La rappresentanza perduta degli interessi collettivi

15.04.2016 09:31

Il mondo della mediazione sociopolitica è stato smantellato. Al posto dei marginalizzati enti intermedi prendono spazio i più svariati operatori di un lobbismo ormai sempre più strisciante e particolaristico. (Giuseppe De Rita, Corriere della Sera del 14 aprile 2016)

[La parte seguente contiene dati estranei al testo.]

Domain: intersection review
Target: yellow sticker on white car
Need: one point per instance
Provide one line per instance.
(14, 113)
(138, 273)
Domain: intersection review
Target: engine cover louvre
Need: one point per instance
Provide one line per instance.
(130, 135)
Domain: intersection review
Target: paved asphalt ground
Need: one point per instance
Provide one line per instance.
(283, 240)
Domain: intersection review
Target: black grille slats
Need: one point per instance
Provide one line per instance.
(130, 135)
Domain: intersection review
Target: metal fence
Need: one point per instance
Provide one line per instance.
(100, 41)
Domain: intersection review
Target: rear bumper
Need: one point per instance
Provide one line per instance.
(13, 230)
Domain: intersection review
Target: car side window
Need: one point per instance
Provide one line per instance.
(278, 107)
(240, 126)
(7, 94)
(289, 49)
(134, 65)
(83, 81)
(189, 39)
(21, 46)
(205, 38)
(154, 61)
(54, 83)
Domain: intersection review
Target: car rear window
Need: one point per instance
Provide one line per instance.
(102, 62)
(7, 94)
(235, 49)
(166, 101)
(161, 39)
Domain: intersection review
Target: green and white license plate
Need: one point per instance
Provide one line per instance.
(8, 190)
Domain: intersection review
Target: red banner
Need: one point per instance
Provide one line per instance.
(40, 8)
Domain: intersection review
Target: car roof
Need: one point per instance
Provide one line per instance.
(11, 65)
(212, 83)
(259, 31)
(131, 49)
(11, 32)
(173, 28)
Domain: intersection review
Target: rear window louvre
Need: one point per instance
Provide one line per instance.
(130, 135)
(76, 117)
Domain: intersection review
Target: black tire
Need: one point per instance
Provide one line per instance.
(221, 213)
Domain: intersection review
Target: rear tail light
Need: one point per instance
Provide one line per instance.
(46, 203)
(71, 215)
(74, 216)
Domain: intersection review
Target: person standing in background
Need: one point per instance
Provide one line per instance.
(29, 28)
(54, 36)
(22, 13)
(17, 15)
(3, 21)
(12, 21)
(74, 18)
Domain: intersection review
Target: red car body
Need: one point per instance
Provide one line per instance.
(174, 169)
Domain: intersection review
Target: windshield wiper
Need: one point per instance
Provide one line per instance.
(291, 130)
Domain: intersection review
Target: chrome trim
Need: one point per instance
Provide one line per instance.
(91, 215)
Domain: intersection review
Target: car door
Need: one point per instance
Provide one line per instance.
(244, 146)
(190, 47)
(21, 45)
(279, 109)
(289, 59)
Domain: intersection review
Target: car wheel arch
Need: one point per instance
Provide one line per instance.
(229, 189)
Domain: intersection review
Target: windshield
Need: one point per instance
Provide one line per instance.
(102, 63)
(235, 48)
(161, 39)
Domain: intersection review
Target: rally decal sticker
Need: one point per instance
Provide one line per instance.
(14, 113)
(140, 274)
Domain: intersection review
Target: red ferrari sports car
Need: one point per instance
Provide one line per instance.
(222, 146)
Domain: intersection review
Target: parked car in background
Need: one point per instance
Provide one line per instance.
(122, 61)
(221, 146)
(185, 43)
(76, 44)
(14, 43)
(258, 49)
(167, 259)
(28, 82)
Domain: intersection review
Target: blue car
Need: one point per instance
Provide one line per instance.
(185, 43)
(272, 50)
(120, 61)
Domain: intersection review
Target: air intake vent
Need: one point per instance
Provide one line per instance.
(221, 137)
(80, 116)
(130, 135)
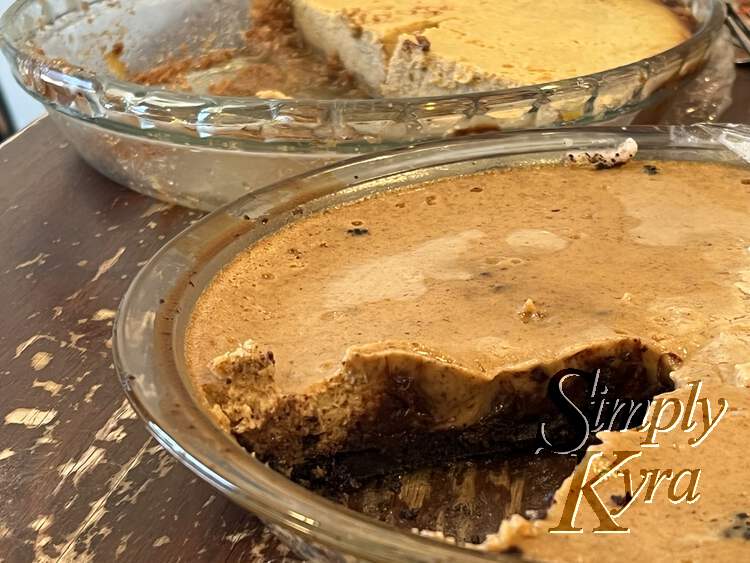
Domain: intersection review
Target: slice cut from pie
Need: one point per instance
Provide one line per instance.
(434, 47)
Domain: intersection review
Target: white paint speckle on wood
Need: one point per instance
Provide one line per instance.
(103, 315)
(23, 346)
(51, 387)
(30, 418)
(105, 266)
(40, 360)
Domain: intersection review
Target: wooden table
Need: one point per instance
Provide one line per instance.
(80, 479)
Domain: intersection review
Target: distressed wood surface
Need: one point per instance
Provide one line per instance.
(80, 480)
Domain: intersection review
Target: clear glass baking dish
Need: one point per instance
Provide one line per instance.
(153, 316)
(202, 151)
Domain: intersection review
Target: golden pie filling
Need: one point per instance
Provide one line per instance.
(428, 324)
(362, 48)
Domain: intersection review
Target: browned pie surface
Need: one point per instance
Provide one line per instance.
(449, 265)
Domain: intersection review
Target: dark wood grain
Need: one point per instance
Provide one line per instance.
(79, 477)
(81, 480)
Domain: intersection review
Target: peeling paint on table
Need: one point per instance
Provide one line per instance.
(80, 479)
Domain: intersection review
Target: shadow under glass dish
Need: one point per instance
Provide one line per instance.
(203, 151)
(151, 324)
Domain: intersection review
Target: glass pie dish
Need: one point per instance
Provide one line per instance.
(153, 317)
(202, 151)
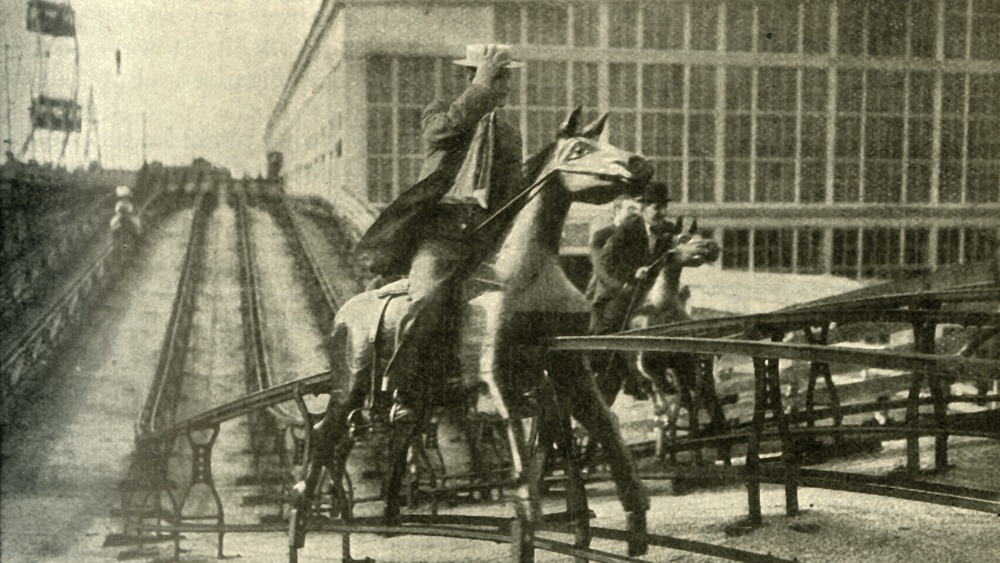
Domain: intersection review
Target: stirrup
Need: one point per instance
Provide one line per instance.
(360, 421)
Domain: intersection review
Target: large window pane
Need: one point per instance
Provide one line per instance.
(701, 133)
(701, 180)
(918, 182)
(810, 251)
(585, 85)
(622, 85)
(814, 89)
(546, 23)
(849, 90)
(661, 134)
(850, 27)
(984, 182)
(816, 37)
(813, 137)
(662, 26)
(736, 249)
(737, 186)
(775, 181)
(704, 25)
(921, 92)
(887, 28)
(986, 35)
(880, 252)
(663, 86)
(772, 250)
(922, 28)
(884, 137)
(416, 80)
(954, 28)
(845, 253)
(949, 244)
(738, 136)
(378, 79)
(775, 136)
(507, 22)
(885, 92)
(739, 25)
(546, 83)
(702, 94)
(738, 88)
(845, 182)
(883, 182)
(586, 24)
(778, 22)
(813, 182)
(776, 89)
(623, 29)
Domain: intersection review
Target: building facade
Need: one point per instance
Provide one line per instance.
(852, 137)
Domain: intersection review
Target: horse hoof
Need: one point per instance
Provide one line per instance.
(638, 544)
(298, 492)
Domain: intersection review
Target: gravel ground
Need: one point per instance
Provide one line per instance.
(65, 452)
(59, 474)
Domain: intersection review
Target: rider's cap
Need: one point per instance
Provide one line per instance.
(474, 55)
(655, 192)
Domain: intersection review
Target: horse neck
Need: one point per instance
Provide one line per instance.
(534, 236)
(667, 286)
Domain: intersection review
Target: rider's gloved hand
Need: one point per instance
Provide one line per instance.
(493, 61)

Comincia a farsi strada il sospetto che non abbia giovato molto alla politica e al sistema la grande e reclamizzata epopea della disintermediazione. In nome del primato della rapidità decisionale abbiamo avuto, da Monti in poi, anni in cui si è molto lavorato allo smantellamento del mondo della mediazione sociopolitica e degli enti che per tradizione ne sono stati protagonisti. Così, attraverso una volontaria giubilazione dei partiti, dei sindacati, delle organizzazioni imprenditoriali e professionali, nonché degli enti locali sovracomunali (province, camere di commercio, comunità montane, ecc.) si è voluto creare un deserto della rappresentanza intermedia, nella convinzione che ciò potesse liberare la intenzionalità del governo e favorire insieme il rilancio delle molecole imprenditoriali del sistema.
Non mette conto di rinfacciare il tono, spesso truce, con cui tale operazione è stata condotta: si pensi ad alcune coatte campagne giornalistiche contro le Province, capaci di coinvolgere addirittura gli uffici della Bce; e si pensi alla cinica delegittimazione degli stessi strumenti concettuali delle mediazioni (la coesione sociale, la concertazione, la contrattazione nazionale). Non ci siamo fatti mancare nulla sull’argomento, e alla fine fra potere di vertice e base si è creato il vuoto.
Non ci si è resi forse conto che quando c’è un vuoto, qualcuno lo va a riempire. E così sta avvenendo: al posto dei marginalizzati enti intermedi prendono spazio i più svariati operatori di un lobbismo sempre più strisciante e particolaristico, incapace di ragionare in termini di interessi generali. Nasce così un’altra epopea: quella dell’emendamento finalizzato, specifico, mirato; portato avanti da personaggi legittimati (si fa per dire) solo dalle loro effervescenti relazioni amicali, parapolitiche, finanziarie, magari sentimentali. Con un effetto del tutto stravagante: i politici, che hanno voluto la disintermediazione, si trovano circondati, premuti, circuiti, qualche volta addirittura ricattati, da gruppetti (da «quartierini») di un avventuroso lobbismo. E il loro primato decisionale si dissolve nel mare del traffico delle influenze, degli incontri, delle cene, delle telefonate, delle intercettazioni, del gossip, qualche volta delle inchieste giudiziarie. La epopea della disintermediazione avrebbe meritato un più elegante destino.
Ma se questa epopea declina, come sembra cominciare a declinare, cosa succede a livello dei corpi intermedi, almeno di quelli che in qualche modo non si sono dati per del tutto rottamati? In proposito si intravede una lenta rimessa in moto: qualche antico ceppo di rappresentanza sembra propenso ad intraprendere una lunga marcia di riaffermazione del proprio impegno organizzato e serio a rappresentare interessi collettivi; sono le organizzazioni che, in silenzio, si sono dannate di fatica per salvaguardare le proprie appartenenze, cioè i propri iscritti e le loro nuove istanze: la rappresentanza anche unitaria delle piccole e medie imprese; il sindacato confederale; alcuni consigli professionali; ed anche le stesse domate Province, che tornano a difendere gli interessi territoriali non coperti dalle responsabilità regionali o dalle ambizioni extraurbane delle città metropolitane. Non si tratta, come potrebbe apparire, di un passo indietro. È piuttosto l’avvio silenzioso di un processo di nuova vitalità di alcuni soggetti intermedi; per ora è tutta in maturazione interna, ma sarà interessante vedere se essa avrà anche nei tempi medi un esito esterno, politicamente significativo.